British horseracing can lay claim to plenty of blue-blooded connections, but none rival those of Ascot. The Berkshire racecourse’s roots go back 300 years to Queen Anne, who recognised the potential of a stretch of heath land while out riding just a few miles from Windsor Castle.

The royal link has endured ever since. Today, Queen Elizabeth II and members of the Royal Family attend the world-famous ‘Royal Ascot’ meeting each year, arriving in a horse drawn carriage. Royal Ascot, meanwhile, has earned iconic status as a centrepiece of the social calendar, when the world’s best thoroughbreds face fierce competition from the world’s most extravagant fashion designs.

Ascot, which underwent a £200 million redevelopment between 2004-6, also hosts the King George VI and Queen Elizabeth Stakes sponsored by QIPCO in July, the most prestigious open-age Flat race staged in Britain.

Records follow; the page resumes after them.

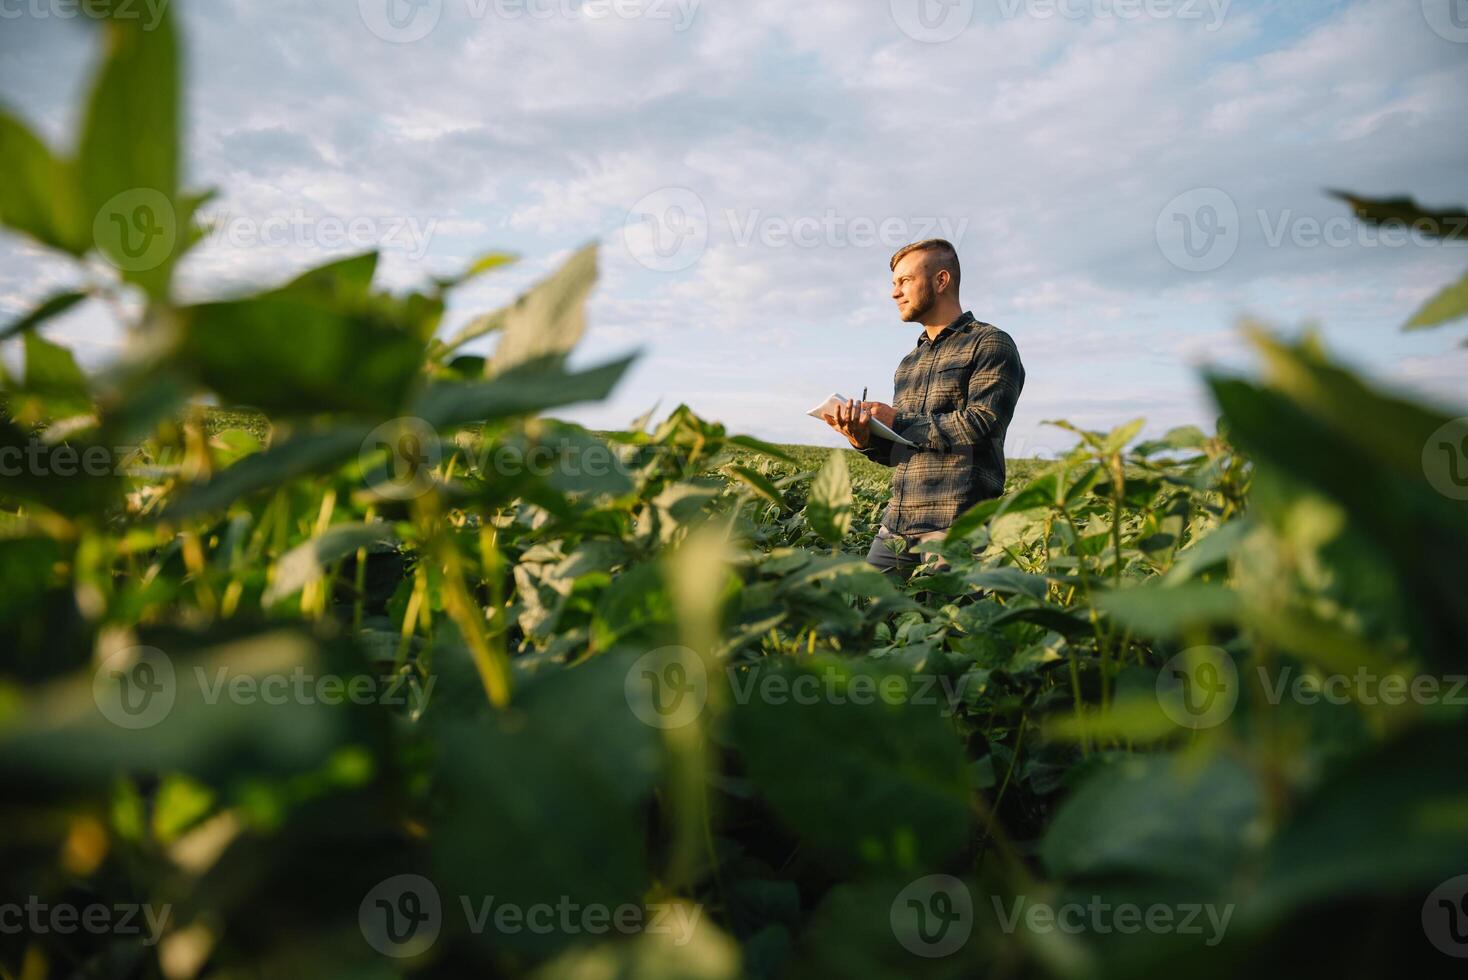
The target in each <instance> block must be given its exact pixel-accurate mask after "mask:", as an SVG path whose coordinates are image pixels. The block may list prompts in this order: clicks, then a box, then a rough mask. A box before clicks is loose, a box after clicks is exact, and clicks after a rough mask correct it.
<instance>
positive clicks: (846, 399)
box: [806, 395, 918, 449]
mask: <svg viewBox="0 0 1468 980" xmlns="http://www.w3.org/2000/svg"><path fill="white" fill-rule="evenodd" d="M847 401H849V399H844V398H841V396H840V395H832V396H831V398H828V399H826V401H824V402H821V403H819V405H816V406H815V408H812V409H810V411H809V412H806V415H809V417H810V418H821V417H822V415H835V409H837V405H846V402H847ZM821 421H825V420H824V418H821ZM868 425H869V428H871V430H872V434H873V436H881V437H882V439H891V440H893V442H894V443H901V445H903V446H912V447H913V449H918V445H916V443H910V442H907V440H906V439H903V437H901V436H898V434H897V433H894V431H893V430H891V428H888V427H887V425H884V424H882V423H879V421H876V420H875V418H873V420H872V421H871V423H868Z"/></svg>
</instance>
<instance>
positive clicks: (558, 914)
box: [357, 874, 703, 959]
mask: <svg viewBox="0 0 1468 980" xmlns="http://www.w3.org/2000/svg"><path fill="white" fill-rule="evenodd" d="M452 899H457V902H454V901H452ZM455 904H457V905H458V911H457V913H455V915H457V914H462V917H464V929H465V930H467V932H468V933H471V935H476V936H480V935H484V933H495V935H501V936H515V935H523V933H533V935H536V936H549V935H553V933H561V935H567V936H578V935H590V936H603V935H608V933H614V932H615V933H621V935H624V936H634V935H639V933H646V935H650V936H671V937H672V945H675V946H686V945H687V943H688V942H690V940H691V939H693V933H694V932H696V930H697V924H699V918H700V917H702V915H703V907H702V905H694V904H687V902H649V904H646V905H637V904H633V902H624V904H621V905H603V904H599V902H578V901H575V899H574V898H571V896H570V895H561V896H558V898H556V899H555V901H553V902H552V901H546V902H531V904H517V902H505V901H501V899H499V898H498V896H495V895H457V896H451V905H449V907H451V908H452V907H454V905H455ZM445 917H446V913H445V905H443V899H442V896H440V895H439V889H437V888H436V886H435V885H433V882H430V880H429V879H426V877H423V876H421V874H398V876H395V877H389V879H386V880H385V882H379V883H377V885H376V886H374V888H373V889H371V891H370V892H367V895H366V896H364V898H363V901H361V905H358V908H357V924H358V926H360V927H361V933H363V937H364V939H366V940H367V943H368V945H370V946H371V948H373V949H376V951H377V952H380V954H383V955H386V957H392V958H395V959H408V958H413V957H421V955H423V954H426V952H427V951H429V949H432V948H433V945H435V943H436V942H437V939H439V935H440V933H442V932H443V926H445Z"/></svg>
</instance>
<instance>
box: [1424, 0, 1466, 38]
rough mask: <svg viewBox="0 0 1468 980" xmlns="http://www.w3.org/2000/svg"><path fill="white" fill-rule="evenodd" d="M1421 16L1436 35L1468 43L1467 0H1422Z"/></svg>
mask: <svg viewBox="0 0 1468 980" xmlns="http://www.w3.org/2000/svg"><path fill="white" fill-rule="evenodd" d="M1422 16H1424V18H1425V19H1427V26H1430V28H1433V32H1434V34H1436V35H1437V37H1440V38H1443V40H1445V41H1455V43H1456V44H1468V0H1422Z"/></svg>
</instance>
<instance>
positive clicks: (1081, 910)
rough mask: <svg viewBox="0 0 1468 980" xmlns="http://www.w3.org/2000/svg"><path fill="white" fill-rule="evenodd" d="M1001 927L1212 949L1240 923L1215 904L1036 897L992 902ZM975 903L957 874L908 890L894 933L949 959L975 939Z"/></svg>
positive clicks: (902, 895) (997, 898) (899, 900)
mask: <svg viewBox="0 0 1468 980" xmlns="http://www.w3.org/2000/svg"><path fill="white" fill-rule="evenodd" d="M989 905H991V907H992V913H994V924H995V926H998V929H1000V930H1001V932H1004V933H1006V935H1014V933H1016V932H1019V930H1020V929H1023V930H1026V932H1029V933H1032V935H1041V936H1042V935H1050V933H1057V932H1058V933H1066V935H1069V936H1079V935H1082V933H1094V935H1100V936H1105V935H1111V933H1119V935H1123V936H1129V935H1136V933H1144V932H1145V933H1151V935H1177V936H1198V937H1199V939H1201V940H1202V943H1204V945H1205V946H1217V945H1218V943H1220V942H1223V937H1224V933H1226V932H1227V929H1229V921H1230V920H1232V918H1233V911H1235V907H1233V904H1227V905H1216V904H1213V902H1152V904H1148V905H1141V904H1136V902H1108V901H1105V899H1104V898H1102V896H1101V895H1091V896H1089V899H1088V901H1066V902H1058V904H1057V902H1048V901H1036V899H1033V898H1032V896H1029V895H1013V896H1010V898H1003V896H1000V895H989ZM975 915H976V913H975V901H973V893H972V892H970V891H969V886H967V885H966V883H964V882H963V880H962V879H957V877H953V876H951V874H929V876H926V877H920V879H918V880H916V882H910V883H909V885H907V886H904V888H903V889H901V891H900V892H898V893H897V896H895V898H894V899H893V904H891V913H890V920H891V927H893V935H894V936H895V937H897V942H898V943H900V945H901V946H903V948H904V949H907V952H912V954H913V955H918V957H925V958H940V957H950V955H953V954H954V952H957V951H959V949H962V948H963V946H964V943H967V940H969V937H970V936H972V933H973V924H975Z"/></svg>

It will also host the inaugural QIPCO British Champions Day in October which will be the richest raceday ever staged in Britain with over £4.2m in prize money and the climax to the QIPCO British Champions Series.  Including the five category finales on QIPCO British Champions Day, Ascot stages no less than 13 of the 35 QIPCO British Champions Series races.

What sort of horses like Ascot? Horses that like right-handed courses. And what sort of people? People who like champagne and scones, apparently. During the five-day Royal Ascot meeting in 2010, 60,000 bottles of champagne and 40,000 scones were consumed. Lobsters, meanwhile, don’t like Royal Ascot – 1,500 of them were eaten over that same period.